On 01/06/2014 04:52 PM, SASADA Koichi wrote:
> Could you try same measurement
> https://github.com/ruby/ruby/pull/495#issuecomment-31580604
> with only addding dummy padding to RVALUE (and not extend embed area) if
> it is easy to try?

Wait a moment.  It is not difficult but takes some time.

> If your assumption:
> 
>> The problem is, 5 is a prime number. So cache mechanisms of any size
> cannot store this struct efficiently. Most notably, CPUs have been
> equipped with data caches since their mid age; Ruby's objects do not
> suit there.

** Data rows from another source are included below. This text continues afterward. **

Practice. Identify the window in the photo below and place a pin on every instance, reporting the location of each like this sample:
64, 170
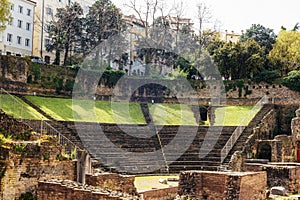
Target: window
20, 22
28, 26
47, 42
20, 9
27, 42
48, 11
47, 27
19, 39
9, 37
11, 22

That does not always mean a breakage but significant
> slowdown is happening.
> 
> is true, the performance will improve without extending embed data area.
> At least, the improvement of vm3_gc is mainly from lightweight Hash
> allocation, I guess.

Agreed.  vm3_gc boost is "mainly" by allocating {""=>""}.  From my
empirical considerations, cache optimization boosts at most 10%.
Anything faster than that should be due to side effects.

> If the assumption "only allocating overhead is issue" is true, we can
> discuss lightweight memory allocation techniques (which includes
> increasing RVALUE size and expand embed area). If cache line mismatch is
> issue as you said, we can consider about cache line in other area.

Lightweight memory allocation is a good thing to have anyway, no?